MCP-Enabled Chatbot Example

This example demonstrates a conversational AI assistant with persistent memory using the Model Context Protocol (MCP).

What This Example Shows

Prerequisites

# Node.js/npm must be installed (for npx)
# No installation needed - npx will download the server automatically

# Test that node is available:
node --version

Running the Example

# Set your API key
export OPENAI_API_KEY="your-key-here"

# Run from the project root (you can now use directory path!)
./bin/promptarena run -c examples/mcp-chatbot --provider openai-gpt4o-mini --scenario memory-conversations

# Or inspect the configuration
./bin/promptarena config-inspect -c examples/mcp-chatbot --verbose

# Generate HTML report
./bin/promptarena run -c examples/mcp-chatbot --provider openai-gpt4o-mini --scenario memory-conversations --html

How It Works

1. MCP Server Configuration

The arena.yaml configures the MCP memory server:

apiVersion: promptkit.altairalabs.ai/v1alpha1
kind: Arena

metadata:
  name: mcp-chatbot-example
  description: Conversational AI with persistent memory via MCP

spec:
  mcp_servers:
    - name: memory
      command: npx
      args:
        - "-y"
        - "@modelcontextprotocol/server-memory"
      env:
        PATH: "/usr/local/bin:/usr/bin:/bin"  # Adjust if node is elsewhere

2. Prompt with Memory Instructions

The assistant prompt (prompts/memory-assistant.yaml) instructs the LLM to use memory tools:

apiVersion: promptkit.altairalabs.ai/v1alpha1
kind: PromptConfig

metadata:
  name: memory-assistant

spec:
  task_type: memory-assistant
  system_template: |
    You are a helpful AI assistant with memory capabilities using a knowledge graph.
    
    Use the following tools to remember information about the user:
    - create_entities: Store facts about people, preferences, skills, projects
    - create_relations: Link related concepts (e.g., person works_on project)
    - read_graph: Recall what you've previously learned
    
    When a user tells you something important, actively store it for future reference.

3. Test Scenario

The memory-conversations scenario tests 10 conversational turns:

# Turn 1-2: Basic information storage
- role: user
  content: "Hi! My name is Alice and I'm a software engineer."
- role: user
  content: "What's my name and what do I do?"

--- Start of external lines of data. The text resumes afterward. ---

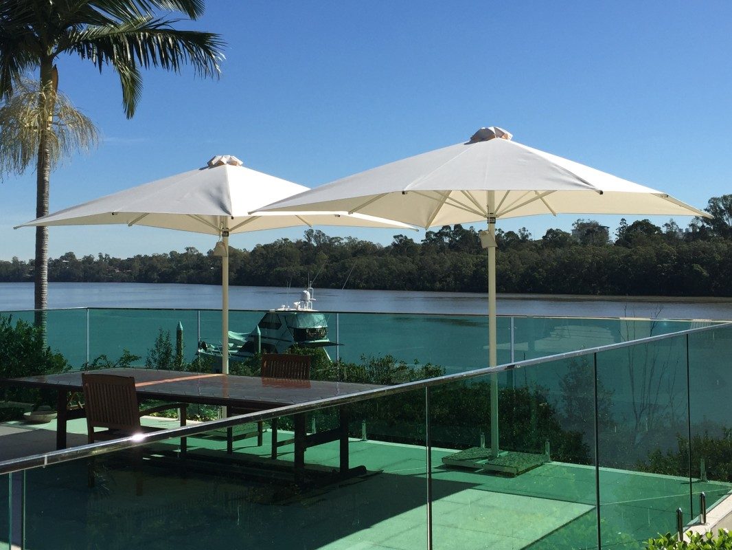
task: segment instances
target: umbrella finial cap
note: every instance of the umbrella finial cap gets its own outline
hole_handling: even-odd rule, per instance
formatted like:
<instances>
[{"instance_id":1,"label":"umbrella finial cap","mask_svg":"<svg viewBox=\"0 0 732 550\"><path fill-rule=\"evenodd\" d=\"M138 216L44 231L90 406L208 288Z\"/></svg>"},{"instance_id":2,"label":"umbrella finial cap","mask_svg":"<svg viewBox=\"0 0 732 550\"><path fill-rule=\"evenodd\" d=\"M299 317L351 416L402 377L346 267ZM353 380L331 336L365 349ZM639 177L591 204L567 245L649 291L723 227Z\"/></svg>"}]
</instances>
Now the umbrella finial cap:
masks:
<instances>
[{"instance_id":1,"label":"umbrella finial cap","mask_svg":"<svg viewBox=\"0 0 732 550\"><path fill-rule=\"evenodd\" d=\"M209 168L215 168L216 166L221 166L224 164L231 164L233 166L241 166L244 165L244 163L233 155L217 155L215 157L209 161L206 164L209 166Z\"/></svg>"},{"instance_id":2,"label":"umbrella finial cap","mask_svg":"<svg viewBox=\"0 0 732 550\"><path fill-rule=\"evenodd\" d=\"M488 126L488 128L482 128L480 130L474 133L471 136L470 142L468 142L468 143L487 142L489 139L493 139L493 138L510 139L512 137L512 133L506 131L502 128L498 128L498 126Z\"/></svg>"}]
</instances>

# Turn 3-4: Adding preferences  
- role: user
  content: "I love Python programming and I'm currently working on a web scraper project."
- role: user
  content: "What programming language do I like?"

# Turn 5-6: Testing relationships
- role: user
  content: "I work with my colleague Dana on an AI project called PromptKit."
- role: user
  content: "Who do I work with and on what project?"

# And more...

4. Tool Policy

The scenario requires tool usage:

tool_policy:
  tool_choice: required
  max_tool_calls_per_turn: 10
  max_total_tool_calls: 50

Example Output

Running Scenario: memory-conversations
Provider: openai-gpt4o-mini

Turn 1:
User: Hi! My name is Alice and I'm a software engineer.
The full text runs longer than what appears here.